Procès des frères Malbrouck : « Je ne voulais pas le tuer mais quand je l’ai vu, ça a été plus fort que moi, j’ai perdu la raison »

Au deuxième jour du procès de l’assassinat de Brice Hibon Henriette, les accusés ont livré un récit teinté de peur, de sidération, de culpabilité et de remords pour un crime que Patrick Malbrouck qualifie « d’impardonnable ».
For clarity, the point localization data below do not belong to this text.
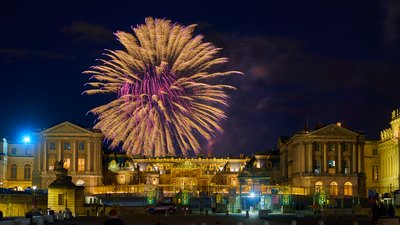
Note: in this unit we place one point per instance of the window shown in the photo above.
(331, 146)
(346, 166)
(67, 163)
(348, 189)
(375, 173)
(52, 160)
(317, 147)
(332, 166)
(27, 171)
(81, 164)
(67, 146)
(81, 145)
(318, 186)
(333, 189)
(317, 168)
(346, 147)
(13, 171)
(60, 199)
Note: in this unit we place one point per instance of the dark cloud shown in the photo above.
(391, 23)
(13, 54)
(285, 85)
(85, 31)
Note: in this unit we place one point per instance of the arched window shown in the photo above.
(13, 171)
(318, 186)
(317, 168)
(348, 189)
(27, 171)
(333, 189)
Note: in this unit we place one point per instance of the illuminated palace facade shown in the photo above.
(31, 164)
(330, 158)
(333, 158)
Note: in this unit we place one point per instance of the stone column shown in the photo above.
(339, 158)
(59, 150)
(353, 158)
(87, 156)
(36, 160)
(305, 155)
(361, 157)
(73, 160)
(310, 158)
(45, 153)
(100, 158)
(324, 163)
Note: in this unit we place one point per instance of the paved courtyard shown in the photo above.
(232, 219)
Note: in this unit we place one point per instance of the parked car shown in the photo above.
(187, 209)
(162, 207)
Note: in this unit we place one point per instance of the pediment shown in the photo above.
(334, 130)
(66, 128)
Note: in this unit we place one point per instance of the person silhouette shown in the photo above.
(113, 219)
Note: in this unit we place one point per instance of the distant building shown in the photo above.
(24, 165)
(389, 170)
(333, 159)
(329, 158)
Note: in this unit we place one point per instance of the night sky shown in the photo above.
(315, 61)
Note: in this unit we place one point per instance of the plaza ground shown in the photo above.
(231, 219)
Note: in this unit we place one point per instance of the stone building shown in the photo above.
(16, 164)
(389, 170)
(80, 148)
(31, 164)
(328, 158)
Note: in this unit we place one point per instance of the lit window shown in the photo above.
(67, 146)
(347, 167)
(60, 199)
(81, 164)
(81, 146)
(333, 189)
(317, 147)
(318, 186)
(52, 160)
(13, 171)
(317, 168)
(375, 172)
(331, 146)
(27, 171)
(348, 189)
(332, 166)
(67, 163)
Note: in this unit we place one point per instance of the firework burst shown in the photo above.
(165, 96)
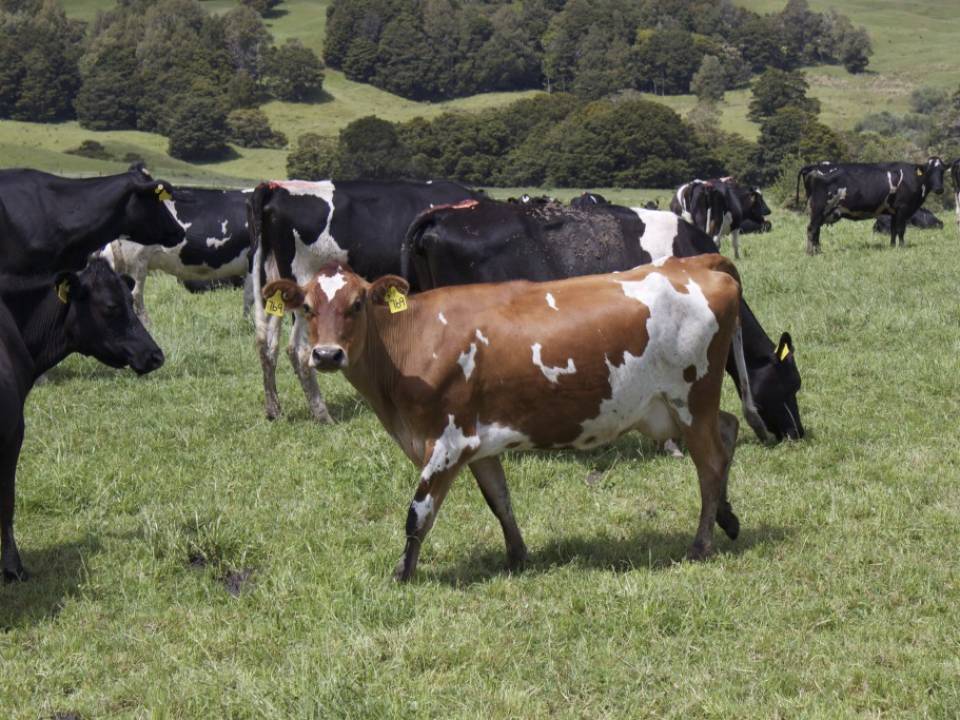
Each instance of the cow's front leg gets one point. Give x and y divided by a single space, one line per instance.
13 569
493 484
298 352
420 517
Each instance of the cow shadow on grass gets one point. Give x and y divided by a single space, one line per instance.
651 550
56 573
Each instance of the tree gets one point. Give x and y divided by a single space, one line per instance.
295 73
776 89
709 82
198 128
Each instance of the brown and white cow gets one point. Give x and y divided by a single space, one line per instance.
464 373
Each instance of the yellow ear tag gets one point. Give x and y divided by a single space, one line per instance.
275 305
396 300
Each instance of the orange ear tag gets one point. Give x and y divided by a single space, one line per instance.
275 305
396 300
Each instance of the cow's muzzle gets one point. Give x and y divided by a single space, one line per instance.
328 358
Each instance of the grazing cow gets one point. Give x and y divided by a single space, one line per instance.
458 375
298 227
50 223
216 244
719 206
42 320
490 241
922 219
860 191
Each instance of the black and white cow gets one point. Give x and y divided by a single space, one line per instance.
922 219
719 206
489 241
298 227
216 244
42 320
861 191
50 223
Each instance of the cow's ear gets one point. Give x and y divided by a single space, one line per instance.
381 286
785 347
291 294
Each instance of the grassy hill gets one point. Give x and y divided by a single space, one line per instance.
913 42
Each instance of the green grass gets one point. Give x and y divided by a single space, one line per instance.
838 600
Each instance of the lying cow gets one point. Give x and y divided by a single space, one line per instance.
861 191
298 227
490 241
42 321
461 374
49 223
216 244
719 206
922 219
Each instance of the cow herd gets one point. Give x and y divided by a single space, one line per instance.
470 326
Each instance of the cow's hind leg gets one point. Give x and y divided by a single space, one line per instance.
420 517
13 569
709 454
297 351
493 484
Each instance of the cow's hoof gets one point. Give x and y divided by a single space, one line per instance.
698 551
728 522
18 575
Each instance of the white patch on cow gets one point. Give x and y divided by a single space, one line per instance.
467 361
422 509
551 373
447 449
172 208
660 230
649 390
331 284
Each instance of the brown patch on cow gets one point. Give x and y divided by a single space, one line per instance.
236 581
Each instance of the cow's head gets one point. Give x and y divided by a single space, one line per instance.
934 175
149 216
100 320
774 387
337 305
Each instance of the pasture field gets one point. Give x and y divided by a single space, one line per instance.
193 560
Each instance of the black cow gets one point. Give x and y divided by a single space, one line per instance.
860 191
922 218
298 227
50 223
42 320
216 245
719 206
489 241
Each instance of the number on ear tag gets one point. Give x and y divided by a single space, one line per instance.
275 305
396 300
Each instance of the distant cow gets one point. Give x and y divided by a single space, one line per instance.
298 227
922 218
216 244
860 191
50 223
461 374
719 206
42 321
490 241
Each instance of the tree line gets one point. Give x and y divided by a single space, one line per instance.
439 49
161 66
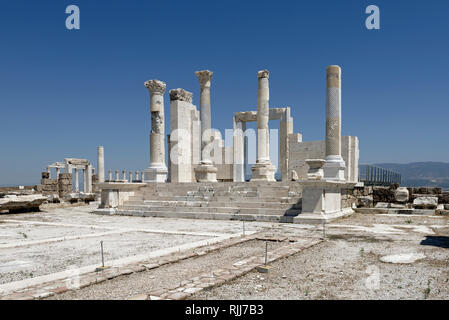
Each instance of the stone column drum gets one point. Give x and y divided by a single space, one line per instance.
157 171
335 165
100 164
263 170
206 171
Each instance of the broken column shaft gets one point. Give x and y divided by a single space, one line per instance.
157 170
263 170
206 171
334 166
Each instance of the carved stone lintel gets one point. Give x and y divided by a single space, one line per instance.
155 86
204 76
181 95
263 74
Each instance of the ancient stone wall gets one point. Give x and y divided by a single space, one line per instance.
48 186
299 151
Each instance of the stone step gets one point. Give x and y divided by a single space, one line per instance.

« J’ai foncé sur lui puis je lui ai tiré dessus. Je ne voulais pas le tuer mais quand je l’ai vu, ça a été plus fort que moi, j’ai perdu la raison. » C’est ainsi que Patrick Malbrouck résume en quelques mots l’état d’esprit dans lequel il se trouvait quand il a percuté Brice Hibon Henriette à moto puis qu’il est descendu de sa fourgonnette avec son fusil à pompe en main pour l’abattre de trois coups feu. Un crime, son crime, qu’il juge lui-même « impardonnable ». « J’ai été envahi, comme aspiré. C’est comme si vous êtes poussé à le faire. C’est horrible mais je l’ai fait », dit celui qui répond de l’assassinat du jeune père de famille de 26 ans.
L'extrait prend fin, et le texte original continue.